Fernanda corrió entre el caos que poblaba las calles con la esperanza de alcanzarlo pero, a pesar de dejar atrás a Julieta, fue en vano; bajo la escultura tiritaban de frío un par de hombres: ninguno era él.
–Otra vez me manda a buzón –dijo tras marcar el celular por décima vez. Julieta no contestó. También Fernanda guardó silencio.
–¡Mierda! –se quejó Julieta después de un rato–: Tengo agua hasta el culo y este pendejo no llega. ¡Chingadamadre! ¿Nos podemos ir ya?
Fernanda le lanzó una mirada reprobatoria.
–Quedamos a las seis y ve la hora que es –le recordó a su amiga, conciliadora. Le hubiera gritado pero también se sentía culpable del granizo que le dejó a la chica un arañazo rojo en la mejilla.
–Uuuuy, qué mal me siento por haber hecho esperar doce minutos al hijo de puta –ironizó con los ojos en el reloj–. Te aviso, cuando lo vea le meteré un putazo que hasta sus nietos preguntarán por qué se soba.
–¿Y a él por qué?
–¿Cómo que por qué? Desde que se enteró no ha hecho otra cosa que sacarte la vuelta.
–Ha tenido cosas que hacer –lo disculpó–. Es un hombre muy ocupado. La escuela, el trabajo…
–Sabes qué, ya cállate, Fernanda. No puede ser que estés tan ciega.

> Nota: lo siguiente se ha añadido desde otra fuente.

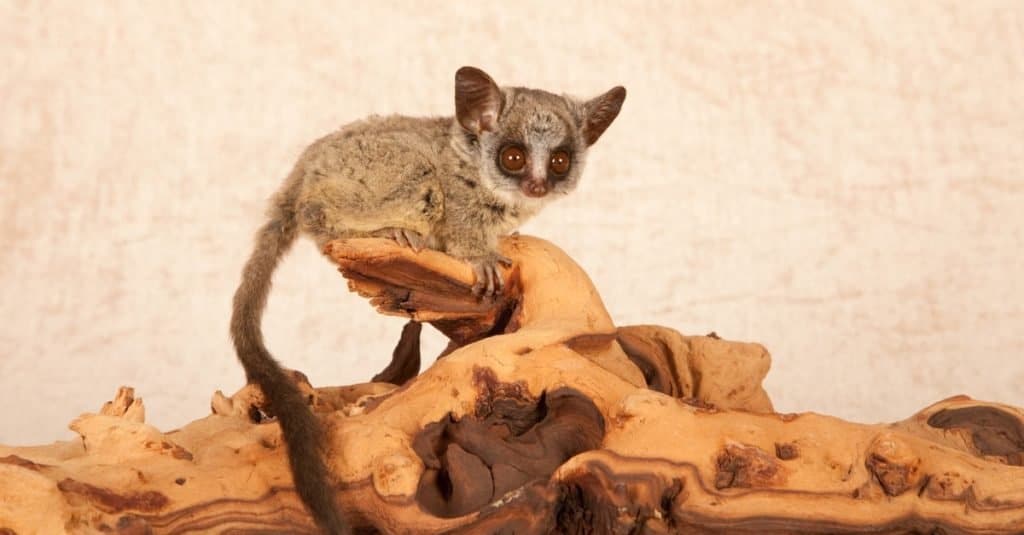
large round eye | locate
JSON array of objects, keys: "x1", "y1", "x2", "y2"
[
  {"x1": 550, "y1": 151, "x2": 572, "y2": 175},
  {"x1": 498, "y1": 145, "x2": 526, "y2": 173}
]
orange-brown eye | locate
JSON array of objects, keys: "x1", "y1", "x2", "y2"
[
  {"x1": 550, "y1": 151, "x2": 571, "y2": 174},
  {"x1": 498, "y1": 145, "x2": 526, "y2": 173}
]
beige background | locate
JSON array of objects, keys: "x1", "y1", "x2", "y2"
[{"x1": 0, "y1": 0, "x2": 1024, "y2": 444}]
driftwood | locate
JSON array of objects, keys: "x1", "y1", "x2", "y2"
[{"x1": 0, "y1": 237, "x2": 1024, "y2": 534}]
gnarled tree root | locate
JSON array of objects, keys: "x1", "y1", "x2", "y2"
[{"x1": 0, "y1": 237, "x2": 1024, "y2": 534}]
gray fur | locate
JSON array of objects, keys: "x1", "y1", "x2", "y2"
[{"x1": 231, "y1": 68, "x2": 626, "y2": 533}]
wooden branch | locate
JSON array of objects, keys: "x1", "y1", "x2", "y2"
[{"x1": 0, "y1": 237, "x2": 1024, "y2": 534}]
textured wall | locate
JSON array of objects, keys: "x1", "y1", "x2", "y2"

Fernanda no entendía por qué Julieta estaba tan molesta. Después de todo la culpable de que estuvieran empapadas y no haber llegado a tiempo era ella, Joaquín no tenía nada que ver.
–Eres muy injusta con él.
–¿Injusta yo? –se indignó Julieta–. Para tu suerte eres momentáneamente inmune –aseguró mirándole el vientre–. Siete meses más y te mostraré lo que es ser injusta, a bola de madrazos.

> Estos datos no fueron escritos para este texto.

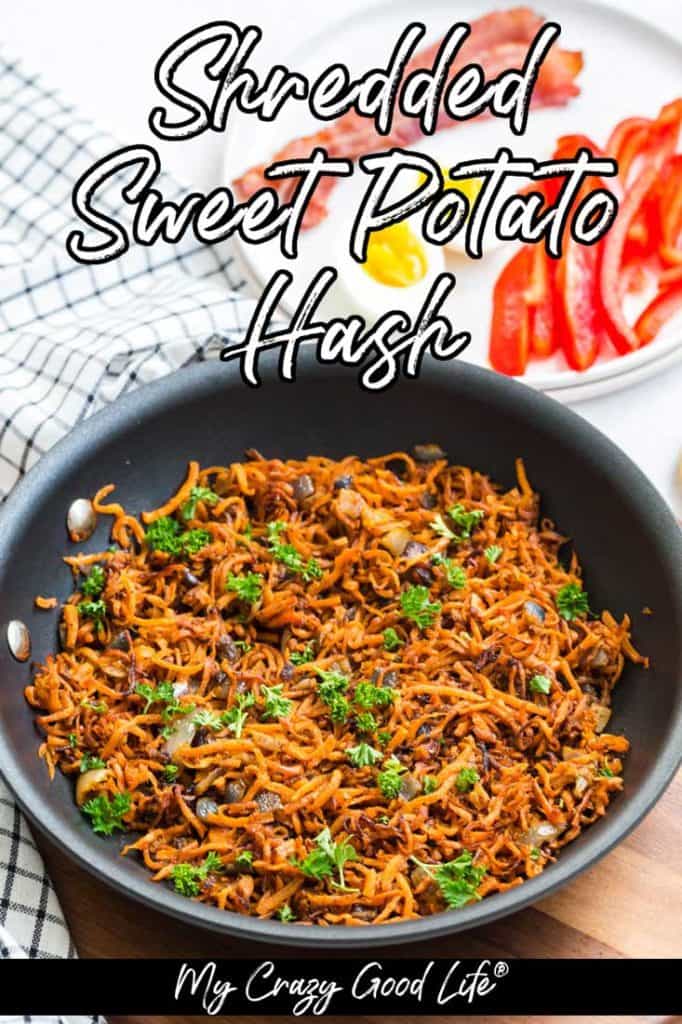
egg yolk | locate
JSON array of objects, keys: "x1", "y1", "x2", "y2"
[{"x1": 363, "y1": 221, "x2": 428, "y2": 288}]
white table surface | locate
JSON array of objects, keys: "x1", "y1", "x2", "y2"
[{"x1": 5, "y1": 0, "x2": 682, "y2": 516}]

Siguió silencio. Ya había pasado una hora y Joaquín no aparecía; tampoco contestaba el celular. Fernanda tenía miedo de que él la castigara con el silencio, justo ahora que más lo necesitaba.

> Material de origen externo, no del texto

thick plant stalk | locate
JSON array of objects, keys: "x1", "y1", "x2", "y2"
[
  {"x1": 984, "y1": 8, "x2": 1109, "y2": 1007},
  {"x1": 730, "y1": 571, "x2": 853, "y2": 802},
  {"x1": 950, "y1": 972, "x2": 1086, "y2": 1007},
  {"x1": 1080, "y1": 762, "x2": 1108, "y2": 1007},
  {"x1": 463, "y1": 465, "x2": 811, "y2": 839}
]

–¿Ya nos podemos ir? –volvió a preguntar Julieta, calmada con el silencio de los minutos bajo la lluvia.
–¿Y si el camión se atrasó por la lluvia? Esas cosas pasan. El tráfico se pone pesado y…
–Ay no puede ser –exclamó, incrédula. Hizo un gesto con la mano indicándole que se callara, se abrazó el cuerpo y no dijo más.
Cada vez había más hombres bajo la escultura esperando el cese del agua. Fernanda recorrió cada rincón con la mirada por si él estaba ahí, buscándola sin encontrarla.
Nada.
–¡Puta madre! –saltó de nuevo Julieta–. Tengo un pinche frío que no puedo con él. –Cuando el viento arreció, Julieta estaba casi morada y no paraba de temblar–. No puedo creer que estés tan tranquila. Deberías pensar más en ti e irte a dar un baño. Yo como sea, pero a ti, Fernanda, te va a hacer daño.
–¿Y si me voy y llega? Va a pensar que no me interesa y esto es muy importante.
–¿Sabes qué? Tú nomás no aprendes. Ahí espéralo si quieres, yo me voy –anunció.
Y así lo hizo.
Casi de inmediato surgió en el interior de Fernanda una anguila que le nadó por el cuerpo. Se arrastraba en una corriente de tristeza y, precisamente, se le atoró en el cuello cuando Julieta tomó el taxi hacia su casa.
No supo si las gotas que le bañaban la cara escurrían de su cabello o de sus ojos.
Ya eran las ocho y diez. Ahora la escultura estaba vacía.